Heineman describes the site as “an institutionalized place for sustainability.” He plans to add a Sustainability Council blog as well as one for event managers to compare caterers’ earth-friendliness. His non-Web plans are equally extensive. He wants to work with the Study Abroad Office to establish a program for students to study the environment around the world. He hopes to organize a tree-planting day through the Community Service Center to help offset the University’s carbon footprint. Also on his list of possibilities: a field trip to a local blue-cart recycling plant and urban gardens that make use of Woodlawn’s empty lots.

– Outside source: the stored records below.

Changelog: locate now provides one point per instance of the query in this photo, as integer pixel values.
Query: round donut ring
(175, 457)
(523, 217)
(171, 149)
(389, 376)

Campus environmentalists are full of ideas and plans that sometimes encounter kinks. For example, when Muir’s roommate saw his composting worms, she “screamed so loudly the neighbor called 911,” he said. One student lost his worms when roommates mistook them for garbage and threw them out; another admitted to having “ceased their upkeep,” and several students who left Chicago for the summer never found temporary caretakers. But the worms are only a small part of a greater strategy that students and administrators hope will make the school—and the world—greener.